Para un ruso sensible de esa época no hay nada más artístico que el paisajismo. Así empezó su camino en el trabajo estético. Sin embargo, luego de tantos estudios, de conocer la teoría estética, de analizar a sus contemporáneos, de perfeccionar su técnica y de buscar su propio estilo, llegó a un punto verdaderamente interesante. El mismo año en que terminó de estudiar, pintó Cálculo mental.
¿Y qué vemos en ese cuadro? En principio, una clase. Son once niños y un profesor. En el pizarrón hay un problema matemático que todos los alumnos deben resolver sin hacer ningún tipo de anotación, solamente con la mente. Es una técnica antiquísima que consiste en modelar los números de la forma más conveniente. El objetivo es la agilidad. En la expresión facial del niño más cercano está la tensión de la escena.
III
Luego de pintar este cuadro, o posiblemente mientras lo pintaba, Nikolay Bogdanov-Belsky comenzó a trabajar de pedagogo. Era algo que no sólo le interesaba por la realidad que vivía el país y la importancia de educar niños para un futuro que se mostraba lleno de desafíos, también por todos los años de formación que tuvo, lo que le daba un mayor acercamiento a la tarea de enseñar.
Fue pedagogo durante décadas y también académico, pero luego de la Revolución Rusa, con el desarrollo de la Unión Soviética, su estilo y sus temáticas dejaron de ser importantes.
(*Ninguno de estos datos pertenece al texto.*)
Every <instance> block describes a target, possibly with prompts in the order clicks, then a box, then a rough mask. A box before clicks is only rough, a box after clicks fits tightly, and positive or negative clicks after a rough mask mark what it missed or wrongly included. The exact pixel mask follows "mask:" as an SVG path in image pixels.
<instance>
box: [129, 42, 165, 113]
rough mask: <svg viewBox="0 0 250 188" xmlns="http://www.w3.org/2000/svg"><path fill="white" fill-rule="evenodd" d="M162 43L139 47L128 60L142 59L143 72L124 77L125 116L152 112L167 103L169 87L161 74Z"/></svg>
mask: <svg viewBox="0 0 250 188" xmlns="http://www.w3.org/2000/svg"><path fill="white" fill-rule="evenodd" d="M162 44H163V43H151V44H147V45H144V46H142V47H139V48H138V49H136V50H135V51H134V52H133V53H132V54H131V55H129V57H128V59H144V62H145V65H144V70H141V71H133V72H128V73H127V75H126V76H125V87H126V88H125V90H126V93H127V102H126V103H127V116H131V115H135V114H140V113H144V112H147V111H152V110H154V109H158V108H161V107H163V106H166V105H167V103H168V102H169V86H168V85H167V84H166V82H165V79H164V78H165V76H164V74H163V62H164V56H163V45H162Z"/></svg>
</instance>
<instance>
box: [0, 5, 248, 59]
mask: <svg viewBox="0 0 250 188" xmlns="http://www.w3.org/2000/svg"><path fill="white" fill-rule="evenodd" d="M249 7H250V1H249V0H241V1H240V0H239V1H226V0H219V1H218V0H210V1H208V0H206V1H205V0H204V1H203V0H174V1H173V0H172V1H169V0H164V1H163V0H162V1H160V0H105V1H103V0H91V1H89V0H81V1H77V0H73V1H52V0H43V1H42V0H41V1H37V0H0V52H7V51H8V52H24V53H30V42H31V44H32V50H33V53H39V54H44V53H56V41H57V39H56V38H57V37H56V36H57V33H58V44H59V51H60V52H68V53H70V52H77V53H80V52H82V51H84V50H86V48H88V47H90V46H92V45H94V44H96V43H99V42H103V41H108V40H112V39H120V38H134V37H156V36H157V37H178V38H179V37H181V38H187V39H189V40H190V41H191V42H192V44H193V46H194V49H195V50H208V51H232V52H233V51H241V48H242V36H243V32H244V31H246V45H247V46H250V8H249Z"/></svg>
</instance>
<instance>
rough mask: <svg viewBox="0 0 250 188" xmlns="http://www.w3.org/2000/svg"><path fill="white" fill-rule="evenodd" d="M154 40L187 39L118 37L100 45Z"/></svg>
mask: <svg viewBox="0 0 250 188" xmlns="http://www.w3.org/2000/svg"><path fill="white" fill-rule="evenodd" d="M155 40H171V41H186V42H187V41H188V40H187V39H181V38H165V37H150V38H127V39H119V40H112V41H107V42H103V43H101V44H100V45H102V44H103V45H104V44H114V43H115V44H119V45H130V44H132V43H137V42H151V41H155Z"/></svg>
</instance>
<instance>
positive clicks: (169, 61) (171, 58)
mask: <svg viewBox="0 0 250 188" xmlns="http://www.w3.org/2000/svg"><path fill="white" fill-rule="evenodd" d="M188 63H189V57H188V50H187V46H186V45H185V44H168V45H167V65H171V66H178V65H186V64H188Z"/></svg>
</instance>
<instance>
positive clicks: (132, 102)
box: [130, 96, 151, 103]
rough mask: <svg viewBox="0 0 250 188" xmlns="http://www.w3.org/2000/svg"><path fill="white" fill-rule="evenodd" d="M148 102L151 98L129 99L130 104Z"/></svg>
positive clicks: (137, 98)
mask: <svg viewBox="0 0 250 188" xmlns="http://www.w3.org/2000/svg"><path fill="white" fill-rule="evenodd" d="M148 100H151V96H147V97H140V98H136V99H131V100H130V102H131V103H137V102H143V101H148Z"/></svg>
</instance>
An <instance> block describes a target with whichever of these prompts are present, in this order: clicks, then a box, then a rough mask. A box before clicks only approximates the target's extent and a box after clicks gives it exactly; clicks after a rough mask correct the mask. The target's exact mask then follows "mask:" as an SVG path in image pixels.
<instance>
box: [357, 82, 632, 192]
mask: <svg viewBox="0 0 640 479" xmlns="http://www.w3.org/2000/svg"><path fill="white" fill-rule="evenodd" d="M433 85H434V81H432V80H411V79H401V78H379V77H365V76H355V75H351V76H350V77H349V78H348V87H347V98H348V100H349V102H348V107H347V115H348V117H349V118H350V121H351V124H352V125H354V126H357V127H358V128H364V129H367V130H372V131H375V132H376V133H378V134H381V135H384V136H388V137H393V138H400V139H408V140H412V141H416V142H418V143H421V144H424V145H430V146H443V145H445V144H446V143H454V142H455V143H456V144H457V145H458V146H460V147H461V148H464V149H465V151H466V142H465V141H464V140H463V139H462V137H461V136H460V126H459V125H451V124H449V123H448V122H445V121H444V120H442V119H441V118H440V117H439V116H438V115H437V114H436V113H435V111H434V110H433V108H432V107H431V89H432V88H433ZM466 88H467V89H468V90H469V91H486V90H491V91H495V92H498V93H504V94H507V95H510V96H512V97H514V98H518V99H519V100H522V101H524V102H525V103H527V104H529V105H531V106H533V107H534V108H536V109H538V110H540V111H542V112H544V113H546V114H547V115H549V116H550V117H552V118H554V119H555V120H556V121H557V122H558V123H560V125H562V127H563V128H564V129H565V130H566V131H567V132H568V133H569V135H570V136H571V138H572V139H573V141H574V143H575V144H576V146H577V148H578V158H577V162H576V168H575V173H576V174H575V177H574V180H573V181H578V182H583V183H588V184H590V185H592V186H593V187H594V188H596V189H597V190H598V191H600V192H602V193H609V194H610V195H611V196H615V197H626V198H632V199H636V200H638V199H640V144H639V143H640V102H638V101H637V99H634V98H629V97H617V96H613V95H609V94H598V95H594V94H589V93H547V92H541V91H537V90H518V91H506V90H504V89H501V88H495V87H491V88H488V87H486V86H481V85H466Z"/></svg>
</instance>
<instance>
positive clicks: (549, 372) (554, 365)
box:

Finalmente decidió trasladarse en 1921 a Riga, capital de Letonia, tres años después de que haya declarado su independencia de Rusia.
Fueron años tranquilos de mucho trabajo, hasta que en 1940, con la ocupación de la Unión Soviética de Letonia junto a las otras dos repúblicas bálticas (Estonia y Lituania) tuvo que irse a Berlín. Murió allí en 1945, asesinado en un bombardeo de los Aliados durante la Segunda Guerra Mundial. Está enterrado en el cementerio ruso de Berlín-Tegel.